Editorial
Est-ce la fin des légendes? |
Mai 2005 |
Les lieux d’Armorique que j’apprécie sont légions. Mais il en est un à qui je prête un statut tout particulier. Je ne sais pas si vous connaissez la forêt de Paimpont, mais vous avez sûrement entendu parler de la forêt de Brocéliande. Mais si... celle de Niniane (que l’on nomme aujourd’hui Viviane), celle de Lancelot et d’Yvain, dignes chevaliers d’Arthur. Et aussi de… Merlin, le Mage.
Un Mage est un Magicien. Attention, pas un illusionniste, pas
un empalmeur de pièces de monnaie, ni un scieur de demoiselles dans une boîte.
Non, rien de tout ça. Merlin ne joue pas avec le naturel, mais avec le
surnaturel. Celui-ci possède aussi ses règles, qui, comme celles de la physique
de la nature, permettent à l’initié d’en scruter et comprendre sa structure.
En occident, la religion perd ses sympathisants petit à
petit. Probablement parce qu’elle ne parvient pas à résoudre les problèmes bien
matérialistes du commun des mortels, les seuls qui importent, c’est bien connu.
Les miracles se font rares.
Il y a une vingtaine d’années, les lieux mythiques de
Brocéliande étaient fort discrets. La fontaine de Barenton, le tombeau de Merlin
(Tsss… alors que tout le monde sait que Niniane le retient prisonnier dans une
prison d’air…) ou le Val sans Retour n’étaient visités que par bien peu de
monde.
Mais on pourrait croire que les rituels, les accessoires et
le dogmatisme associés au fait religieux sont en train de se transférer dans le
monde de l’imaginaire celtique.
Ainsi, le « tombeau de Merlin » prend des allures de
corbeille à papier : Chacun a forcément un souhait à demander au Magicien, un
permis de conduire, un examen ou un regard de sa belle, qui se trouve gribouillé
sur un petit bout d’emballage de tablette de chocolat… Les cierges dans les
églises sont démodés, Merlin, lui au moins est un professionnel du miracle.
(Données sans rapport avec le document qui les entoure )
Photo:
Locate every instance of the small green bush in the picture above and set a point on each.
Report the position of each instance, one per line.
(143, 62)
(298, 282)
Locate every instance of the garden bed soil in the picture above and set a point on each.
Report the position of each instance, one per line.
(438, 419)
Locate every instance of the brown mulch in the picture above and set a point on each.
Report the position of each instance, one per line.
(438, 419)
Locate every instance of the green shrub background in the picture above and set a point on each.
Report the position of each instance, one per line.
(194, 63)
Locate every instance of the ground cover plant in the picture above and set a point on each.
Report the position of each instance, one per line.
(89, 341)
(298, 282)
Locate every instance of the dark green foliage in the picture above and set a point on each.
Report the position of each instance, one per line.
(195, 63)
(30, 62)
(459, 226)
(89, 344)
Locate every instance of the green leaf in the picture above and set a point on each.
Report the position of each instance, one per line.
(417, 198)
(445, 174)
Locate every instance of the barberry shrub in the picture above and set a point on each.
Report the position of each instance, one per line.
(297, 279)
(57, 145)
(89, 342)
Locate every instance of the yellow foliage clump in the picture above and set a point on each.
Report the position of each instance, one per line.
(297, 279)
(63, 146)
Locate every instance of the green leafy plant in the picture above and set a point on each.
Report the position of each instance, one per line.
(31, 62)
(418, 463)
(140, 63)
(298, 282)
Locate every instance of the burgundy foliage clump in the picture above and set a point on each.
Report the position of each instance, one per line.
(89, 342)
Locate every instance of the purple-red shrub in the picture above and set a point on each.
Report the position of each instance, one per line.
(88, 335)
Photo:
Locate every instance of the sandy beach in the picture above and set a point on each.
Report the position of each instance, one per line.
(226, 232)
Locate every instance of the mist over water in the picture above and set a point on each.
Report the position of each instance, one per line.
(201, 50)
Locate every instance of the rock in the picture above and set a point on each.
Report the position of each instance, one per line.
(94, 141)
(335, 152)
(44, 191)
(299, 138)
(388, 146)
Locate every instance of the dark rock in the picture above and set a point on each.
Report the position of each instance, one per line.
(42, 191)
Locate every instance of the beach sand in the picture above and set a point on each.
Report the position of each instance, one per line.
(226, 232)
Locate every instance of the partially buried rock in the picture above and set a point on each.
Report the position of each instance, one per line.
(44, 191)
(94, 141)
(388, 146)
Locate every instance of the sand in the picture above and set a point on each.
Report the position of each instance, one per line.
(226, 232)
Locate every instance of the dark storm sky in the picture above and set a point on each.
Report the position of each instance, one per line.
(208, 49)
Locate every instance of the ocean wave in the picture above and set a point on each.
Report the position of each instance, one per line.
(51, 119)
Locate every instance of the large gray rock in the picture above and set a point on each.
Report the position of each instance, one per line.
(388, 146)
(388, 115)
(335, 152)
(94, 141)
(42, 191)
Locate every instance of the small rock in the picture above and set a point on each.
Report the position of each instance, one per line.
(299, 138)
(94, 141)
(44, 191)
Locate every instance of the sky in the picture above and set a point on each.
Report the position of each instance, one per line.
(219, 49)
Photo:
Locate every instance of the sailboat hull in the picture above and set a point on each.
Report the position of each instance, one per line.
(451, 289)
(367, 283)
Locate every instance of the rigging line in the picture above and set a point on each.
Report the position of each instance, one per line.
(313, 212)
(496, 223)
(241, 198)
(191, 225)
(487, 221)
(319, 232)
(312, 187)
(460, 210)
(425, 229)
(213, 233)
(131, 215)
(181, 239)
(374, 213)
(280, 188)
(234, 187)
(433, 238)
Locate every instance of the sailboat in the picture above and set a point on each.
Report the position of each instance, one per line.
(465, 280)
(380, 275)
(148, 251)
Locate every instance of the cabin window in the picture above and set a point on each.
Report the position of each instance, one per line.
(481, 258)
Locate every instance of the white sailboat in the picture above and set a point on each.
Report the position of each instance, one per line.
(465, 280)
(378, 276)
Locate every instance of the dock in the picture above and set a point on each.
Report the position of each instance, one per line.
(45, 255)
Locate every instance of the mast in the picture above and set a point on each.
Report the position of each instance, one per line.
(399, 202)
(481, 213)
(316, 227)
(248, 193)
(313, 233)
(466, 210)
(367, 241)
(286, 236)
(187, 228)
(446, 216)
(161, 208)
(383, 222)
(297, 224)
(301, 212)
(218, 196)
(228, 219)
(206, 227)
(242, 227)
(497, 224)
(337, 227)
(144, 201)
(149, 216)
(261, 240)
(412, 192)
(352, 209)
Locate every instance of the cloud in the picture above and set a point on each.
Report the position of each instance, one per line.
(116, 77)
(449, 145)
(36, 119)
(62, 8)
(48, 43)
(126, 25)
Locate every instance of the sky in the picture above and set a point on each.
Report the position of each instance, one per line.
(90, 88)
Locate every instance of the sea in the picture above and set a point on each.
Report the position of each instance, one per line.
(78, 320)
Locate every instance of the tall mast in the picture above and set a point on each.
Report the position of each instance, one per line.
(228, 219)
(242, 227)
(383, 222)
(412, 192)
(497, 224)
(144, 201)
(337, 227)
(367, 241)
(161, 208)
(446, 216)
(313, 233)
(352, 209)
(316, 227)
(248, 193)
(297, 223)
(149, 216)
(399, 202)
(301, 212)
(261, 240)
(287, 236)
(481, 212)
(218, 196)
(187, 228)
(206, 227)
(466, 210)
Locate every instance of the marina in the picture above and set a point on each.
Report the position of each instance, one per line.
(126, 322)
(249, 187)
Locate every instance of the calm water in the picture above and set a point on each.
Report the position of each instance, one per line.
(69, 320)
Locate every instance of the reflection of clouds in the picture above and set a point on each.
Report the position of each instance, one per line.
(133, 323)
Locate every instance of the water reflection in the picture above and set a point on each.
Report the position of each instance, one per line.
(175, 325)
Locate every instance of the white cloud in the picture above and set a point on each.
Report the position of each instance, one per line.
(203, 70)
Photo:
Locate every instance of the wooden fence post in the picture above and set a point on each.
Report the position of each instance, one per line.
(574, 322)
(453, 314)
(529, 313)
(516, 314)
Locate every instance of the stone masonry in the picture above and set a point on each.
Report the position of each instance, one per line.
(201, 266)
Il vous sera difficile d’accéder à la fontaine de Barenton,
qui fut le théâtre des exploits d’Yvain, le chevalier au lion, sans faire la
queue derrière un bus de scolaires ou du troisième âge, si encore vous parvenez
à échapper à la glose d’un éminent spécialiste de l’imaginaire Arthurien. Et on
trouve même des pièces de monnaie dans le fond du bassin, comme dans une
vulgaire fontaine italienne.
Jusqu’au majestueux Hêtre de Pontus, qui se voit
amoureusement enjolivé de bouquets de fleurs de jardins, alors que le Val
sans retour n’est pas en reste, il a droit à son tronc d’arbre peint en doré
! Là, ne me dites pas que l’office de tourisme, le syndicat intercommunal ou
un autre organisme du même genre n’y sont pour rien… |
Le tourisme et le mysticisme à deux sous oeuvrent de concert
en dévoilant sans pudeur ni remord des lieux qui étaient réellement chargés
d’émotion et de mystère.
J’ai beau savoir que la Tombe de Merlin n’est probablement
qu’un reste d’allée couverte, bien abîmée d’ailleurs. Que la fontaine de la
Haute Forêt n’est qu’une jolie source, qui « sourit » parfois au visiteur
(dégazage des feuilles en décomposition…), même si elle fût probablement le
siège de rituels très anciens, datant de la grande époque du mégalithisme. Toute
cette récupération touristique de gogos (ou création artificielle de gogos, faut
voir…) me chagrine beaucoup.
Tous ces lieux ont droit à une véritable découverte de ses
visiteurs, sans que cela soit appuyé par de quelconques « panneaux de
signalisation » à la mode télévisuelle : « souriez, applaudissez, méditez, ceci
est un lieu mystique… »
Vous l’aurez compris, la Science n’a pas grand-chose à voir
là-dedans. Elle peut aider à comprendre, mais n’ôte en rien tous les charmes de
ces hauts lieux légendaires. Et d’ailleurs, ceux qui fuient les Sciences et
maintenant les religions, sont peut-être bien les mêmes qui se réfugient dans ce
nouveau mysticisme de pacotille, qui empêche les gens de penser par eux-mêmes.